Mark asked whether we need a real delete capability, as well as being able to mark an entity as 'deleted'. From experience with
ProcessWeb?, he suggested the answer should be 'yes': runaway workflows can fill up the disk before terminating. This could be via a special administrative utility (and port type?), although for the immediate demonstrator it's OK to offer this option to the Workbench user (subject to the usual "Are you REALLY sure?" confirmation dialogue!).

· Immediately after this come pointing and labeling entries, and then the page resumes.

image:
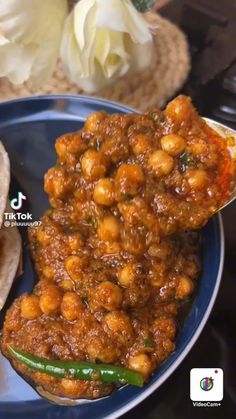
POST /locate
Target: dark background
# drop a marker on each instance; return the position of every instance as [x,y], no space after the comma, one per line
[210,26]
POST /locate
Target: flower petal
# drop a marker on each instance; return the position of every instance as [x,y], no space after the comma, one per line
[16,62]
[30,27]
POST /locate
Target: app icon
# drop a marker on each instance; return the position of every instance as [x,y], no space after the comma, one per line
[206,384]
[16,203]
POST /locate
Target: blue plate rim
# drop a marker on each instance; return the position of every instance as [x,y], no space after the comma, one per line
[192,341]
[83,98]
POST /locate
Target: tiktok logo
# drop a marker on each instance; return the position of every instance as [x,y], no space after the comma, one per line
[16,203]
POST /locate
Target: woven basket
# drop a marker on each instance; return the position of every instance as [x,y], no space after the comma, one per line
[142,90]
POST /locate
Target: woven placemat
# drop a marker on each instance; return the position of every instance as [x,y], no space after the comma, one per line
[153,86]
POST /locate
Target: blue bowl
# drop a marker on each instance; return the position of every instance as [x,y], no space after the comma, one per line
[28,128]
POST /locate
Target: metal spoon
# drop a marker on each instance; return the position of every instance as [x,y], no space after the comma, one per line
[225,132]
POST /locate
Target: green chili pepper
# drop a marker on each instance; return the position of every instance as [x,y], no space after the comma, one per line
[78,370]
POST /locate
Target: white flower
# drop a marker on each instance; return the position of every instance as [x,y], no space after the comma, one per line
[30,36]
[102,40]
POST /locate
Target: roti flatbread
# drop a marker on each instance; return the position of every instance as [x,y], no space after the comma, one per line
[10,257]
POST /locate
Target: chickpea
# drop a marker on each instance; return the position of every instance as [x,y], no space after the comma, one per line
[42,236]
[109,229]
[30,307]
[71,306]
[71,143]
[74,265]
[165,326]
[197,179]
[127,179]
[161,163]
[48,272]
[141,363]
[66,284]
[173,144]
[127,275]
[118,322]
[57,183]
[180,109]
[184,287]
[140,144]
[50,299]
[93,120]
[107,295]
[93,165]
[98,348]
[75,241]
[103,192]
[130,172]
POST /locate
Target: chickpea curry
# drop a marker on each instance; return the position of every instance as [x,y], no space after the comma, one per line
[117,254]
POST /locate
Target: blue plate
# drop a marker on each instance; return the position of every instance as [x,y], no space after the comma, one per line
[28,129]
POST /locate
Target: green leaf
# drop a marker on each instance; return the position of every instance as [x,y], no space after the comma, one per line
[143,5]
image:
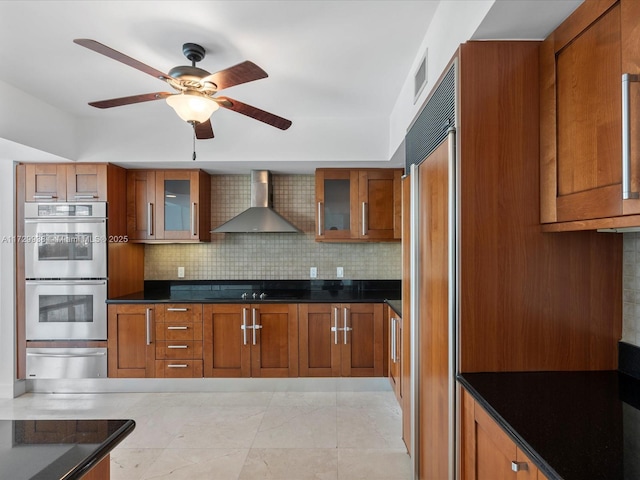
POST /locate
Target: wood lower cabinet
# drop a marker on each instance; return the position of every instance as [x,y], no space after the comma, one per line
[487,452]
[168,205]
[51,182]
[130,339]
[250,340]
[178,340]
[581,120]
[341,340]
[361,205]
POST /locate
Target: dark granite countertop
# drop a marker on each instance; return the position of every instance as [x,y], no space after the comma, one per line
[277,291]
[66,450]
[573,425]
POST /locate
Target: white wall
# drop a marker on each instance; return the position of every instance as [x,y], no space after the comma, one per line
[8,387]
[28,121]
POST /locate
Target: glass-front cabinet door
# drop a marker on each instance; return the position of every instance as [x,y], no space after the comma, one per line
[177,205]
[336,196]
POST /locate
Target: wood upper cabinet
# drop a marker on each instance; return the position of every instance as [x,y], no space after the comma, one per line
[168,205]
[250,340]
[341,340]
[45,182]
[358,205]
[487,452]
[581,119]
[80,182]
[131,339]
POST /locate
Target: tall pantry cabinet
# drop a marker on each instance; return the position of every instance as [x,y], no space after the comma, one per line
[489,291]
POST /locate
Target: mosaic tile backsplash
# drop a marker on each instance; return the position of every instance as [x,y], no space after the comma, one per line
[631,289]
[270,256]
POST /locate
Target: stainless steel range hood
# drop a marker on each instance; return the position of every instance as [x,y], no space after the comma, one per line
[260,217]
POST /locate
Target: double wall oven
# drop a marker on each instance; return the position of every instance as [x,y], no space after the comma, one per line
[66,288]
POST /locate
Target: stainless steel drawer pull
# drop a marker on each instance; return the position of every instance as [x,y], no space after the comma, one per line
[150,219]
[320,226]
[148,319]
[626,137]
[519,466]
[346,328]
[335,328]
[194,219]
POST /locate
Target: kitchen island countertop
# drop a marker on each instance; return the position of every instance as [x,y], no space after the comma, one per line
[276,291]
[573,425]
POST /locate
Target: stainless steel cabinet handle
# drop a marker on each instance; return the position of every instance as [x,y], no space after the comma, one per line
[519,466]
[150,218]
[393,340]
[346,329]
[320,226]
[194,219]
[244,326]
[335,328]
[627,194]
[148,318]
[365,227]
[255,326]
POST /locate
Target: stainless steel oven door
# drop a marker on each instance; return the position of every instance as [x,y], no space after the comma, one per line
[66,309]
[65,247]
[66,362]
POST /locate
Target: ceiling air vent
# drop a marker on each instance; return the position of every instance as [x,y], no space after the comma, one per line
[420,78]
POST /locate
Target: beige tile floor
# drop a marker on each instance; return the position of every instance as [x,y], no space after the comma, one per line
[241,436]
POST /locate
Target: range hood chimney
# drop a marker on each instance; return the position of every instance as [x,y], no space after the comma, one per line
[260,217]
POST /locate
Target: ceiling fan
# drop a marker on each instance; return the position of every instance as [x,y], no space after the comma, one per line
[194,98]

28. I run two further in silico experiments in this project: myExpt2 & myExpt3. myExpt2 is a different workflow template (WFTemplate2) which has the same function as WFTemplate1, but uses a different methodology - I decide the result (R2) of this experiment isn't as good as the first one, which I document & have stored in the mIR with R2. The other in silico experiment, myExpt3, takes the final result (R1) of the workflow (WFConfigured1) in the first in silico experiment (myExpt1), plus some new data (myData2) & runs it through a new workflow (WFTemplate3 & WFConfigured3) to produce a final result (R3).
This should all be OK. We noted that, in current thinking, these different workflow instances would be probably be part of the same experiment, as they are presumably testing the same hypothesis.
29. Some time later, I am in the process of writing up the paper about these experiments. I find my final result (R3). I need to know how & why that was generated all the way back to myData1, i.e. trace back through two workflows.
[The mIR needs to be able to capture the relationships that R1 was part of the input data to WFConfigured3 in myExpt3 & is also the result of WFConfigured1 in myExpt1 that also used myData1 as input. So the mIR is able to store different types of entities & the relationship between them, as well as the annotation/metadata that is associated with them - Does this sound like an OODBMS?]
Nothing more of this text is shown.